Protect yourself from heart disease with small changes
Here's some good news: you do have power against heart disease, heart attack, and stroke. You can lower your risk by making small lifestyle changes. Try these.
Keep your mind busy
Stress can make you forget to do things that are good for the heart, such as eating well and exercising. "Don't stress" is great advice, but it's often easier said than done. Instead, accept stress, then focus your mind on something else. Try spending at least 15 minutes each day on a hobby, whether it's knitting, woodworking, or solving crossword puzzles.
Get your heart pumping
The heart is a muscle, and working out makes it stronger. Aim to get your heart rate up at least 30 minutes a day, 5 days a week. You can walk, run, bike, dance, or swim. Having a hard time fitting in exercise? If you have children, make your time together active fun. Walk or bike in your neighborhood. Play basketball in the driveway or catch in the yard.
Check your cholesterol
Most adults should have their cholesterol checked every 5 years. If you are at risk for heart disease or are managing heart disease, your doctor may want to check it more often. Talk to your doctor about your cholesterol levels. Ask if there are steps you can take to improve them. Cutting back on foods that are high in saturated fat and choosing more plant-based foods can help.
Fill up on fiber
Eating high-fiber foods helps lower heart disease risk. High-fiber foods can also help you lose weight because they tend to be more filling so you end up eating less. Great sources of fiber include:
- Fruits and vegetables
- Whole grains, such as whole wheat bread, brown rice, oats, and quinoa
You know eating too much sugar can lead to weight gain. But sweeteners may also cause an increase in blood pressure. In fact, added sugars in many packaged foods may play a bigger role in high blood pressure than added salt. If you love sugary sodas, try swapping one for seltzer water with a splash of fruit juice.

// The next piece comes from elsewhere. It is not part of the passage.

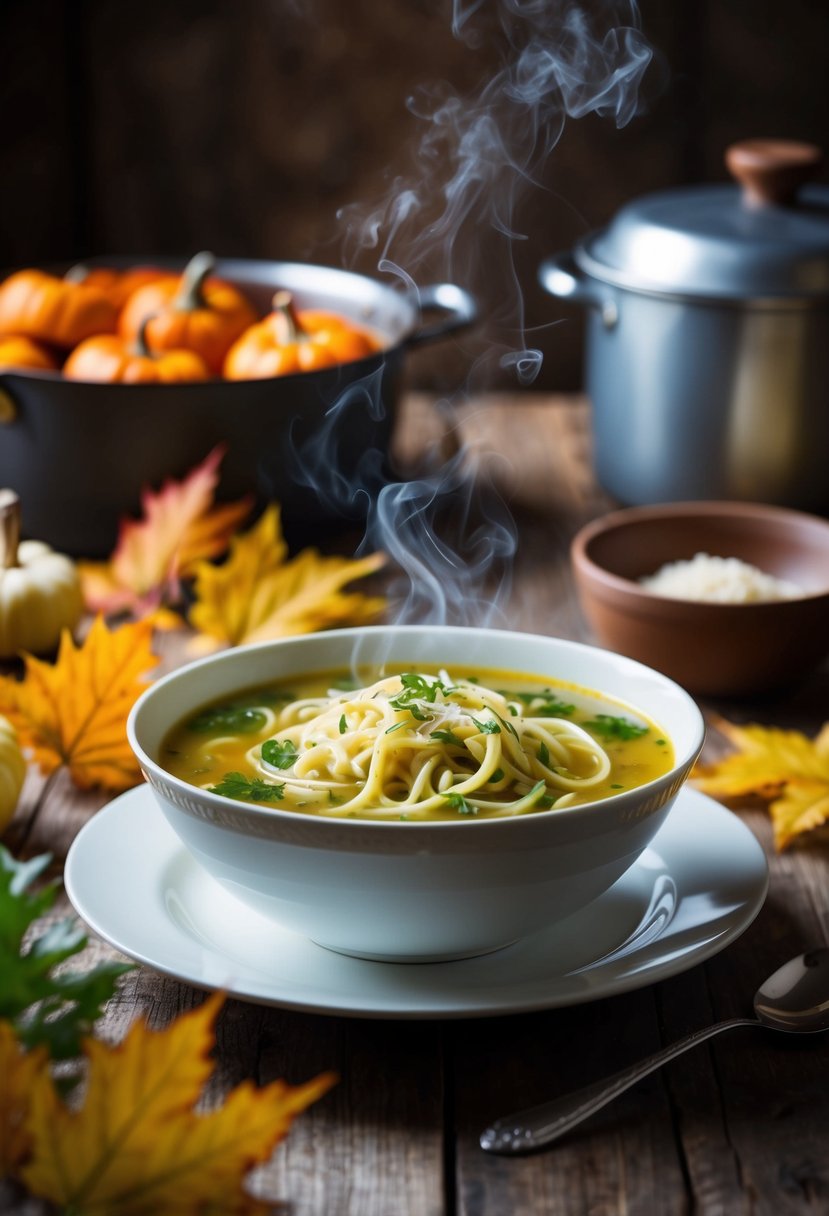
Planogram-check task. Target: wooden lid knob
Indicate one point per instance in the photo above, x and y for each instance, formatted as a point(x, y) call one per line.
point(772, 172)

It's wise to be aware of how many calories you are generally eating or drinking, but it's unrealistic to follow a strict eating plan all the time. The trick is to treat yourself occasionally, not regularly. If you are going out for dinner and want dessert, balance your calories by skipping the appetizer and eating less of your main dish. Going to a summer party? Look for chopped veggies and fresh fruit to pair with your burger.
Sleep, sleep, sleep
Getting enough sleep is important for heart health. Poor sleep has been linked to high blood pressure, a risk factor for heart disease. Plus, better sleep means more energy and less stress in the day. Set a bedtime for yourself, and plan to sleep 7 to 8 hours each night. Turn off your phone, computer, and television before bed. Bright lights from electronics can disturb sleep. If you regularly have problems sleeping, tell your doctor.
Start a new healthy habit
It's not too late to start living healthier. Positive habits now can protect your heart years in the future and lower your risk for other health problems, too. Make fitness part of your daily routine. If you aren't regularly active, start by walking. Get in the habit of including fruits and vegetables at each meal. Start with just one meal, and add on from there.
Cigarette users are twice as likely to have a heart attack as people who don't smoke. But if you smoke, your body starts repairing itself soon after your last puff. In a few months, your heart will work better. Many health plans cover nicotine dependency programs and drugs at no cost to you. Check with your health plan today. You can also call 800-QUIT-NOW or go to smokefree.gov for free tips to quit smoking.